Some of these interventions may also carry direct implications for industry and business by increasing production costs or influencing sales. Even considering these costs, taking a societal perspective, the benefits of public health actions are likely to outweigh costs; particularly if actions aimed at minimising the impact on business and industry are implemented.
← 1. Throughout this chapter, the nutritional status of individuals is defined according to WHO guidelines and thresholds and uses body-mass index (BMI). Overweight is defined as a BMI higher than 25 kg/m2; pre-obesity is defined as a BMI of 25-30 kg/m2; and obesity is defined as a BMI higher than 30 kg/m2. Obesity can be further divided into class I, class II and class III obesity. Class I obesity is the milder form of obesity and is defined as a BMI of 30-35 kg/m2; class II obesity is defined as a BMI of 35-40 kg/m2; while class III obesity is defined as a BMI over 40 kg/m2. Morbid obesity includes class II and class III obesity and is defined as a BMI higher than 35 kg/m2. Further information can be found in Chapter 2 – Box 2.1. Using body mass index (BMI) to define levels of adiposity.
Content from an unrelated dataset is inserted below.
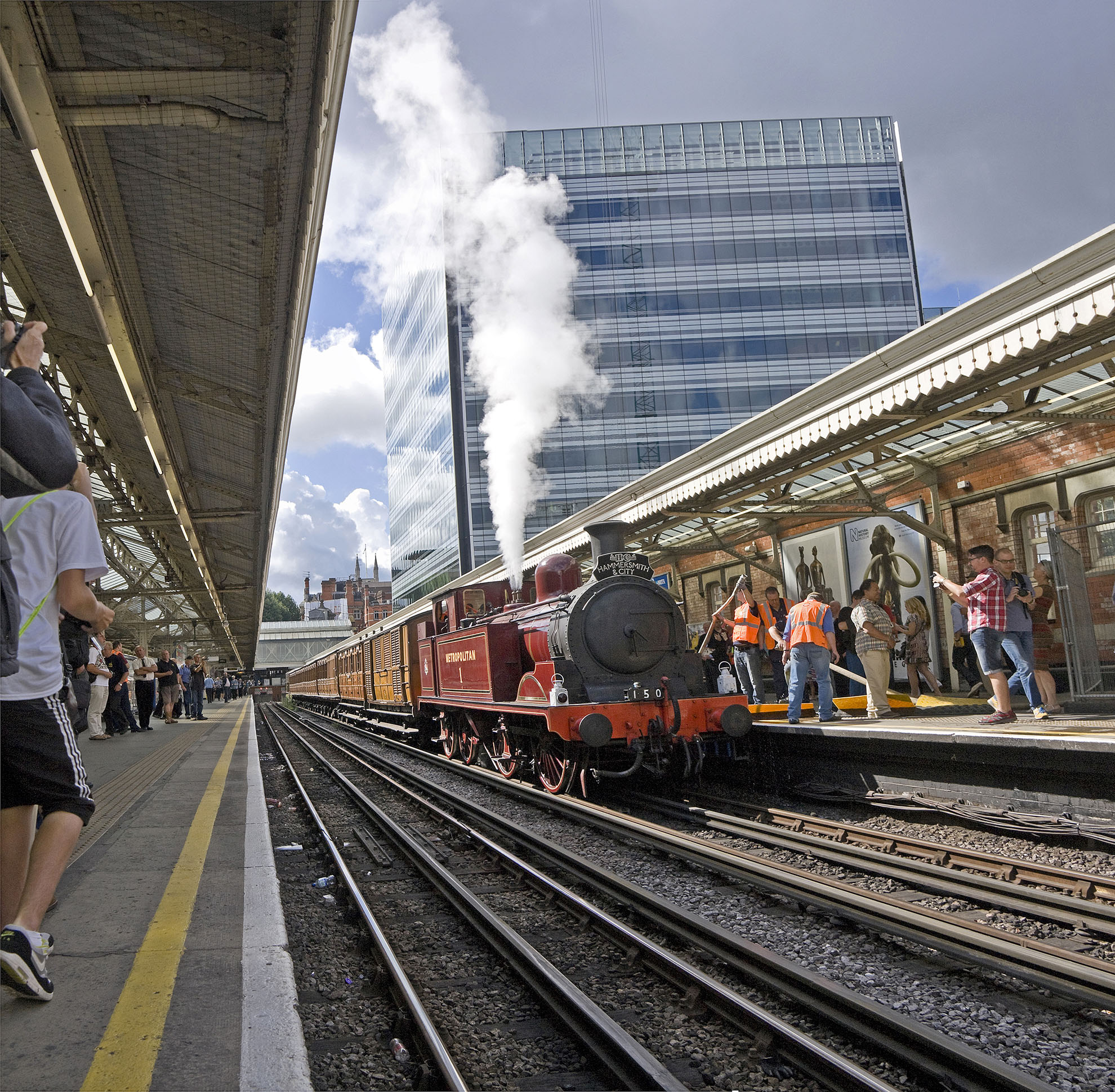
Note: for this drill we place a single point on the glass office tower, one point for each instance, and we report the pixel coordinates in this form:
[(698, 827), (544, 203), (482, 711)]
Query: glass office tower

← 2. A description of the OECD SPHeP-NCDs model can be found in Chapter 3, Box 3.2.
← 3. OECD accession and selected partner countries include: Brazil (also a G20 country), China (also a G20 country), Colombia, Costa Rica, India (also a G20 country), Indonesia (also a G20 country), Peru and South Africa (also a G20 country).
← 4. Lack of physical activity and sedentary behaviour are two different, but complementary factors independently affecting the development of chronic diseases such as cardiovascular diseases and cancers. Sedentary behaviour is defined as any waking behaviour involving low-energy expenditure, such as when an individual is lying, reclining, sitting, or standing. Physical inactivity, on the other hand, is defined as performing insufficient amounts of recommended moderate to vigorous physical activity. Individuals can be sedentary yet physically active, and vice-versa. As an example, individuals can sit for the majority of the week but still achieve 150 minutes or more of moderate-vigorous physical activity per week.
← 5. For example, it has been evaluated that a modest goal of all OECD countries boosting their average PISA (Programme for International Student Assessment) scores by 5% (corresponding to 25 points) over the next 20 years would increase the GDP of OECD countries by USD 115 trillion over the lifetime of the generation born in 2010.
← 6. At least one systematic review concludes that front-of-pack labelling is more effective than information positioned on the side or back of packages. Campos et al., 2011 – https://doi.org/10.1017/S1368980010003290.
← 7. The list of countries with taxes on sugar-sweetened beverages include: Belgium, Chile, Finland, France, Hungary, Ireland, Latvia, Mexico, Norway, Portugal, Spain, United Kingdom and the United States (at the sub-national level).
← 8. Note that, for the policy interventions regulating food advertising targeting children, the sum of the OECD member countries is 38 (and not 36 as on the 1 June 2019) as Latvia and Lithuania have mandatory restrictions on television advertising to children for energy drinks but voluntary restrictions for other products.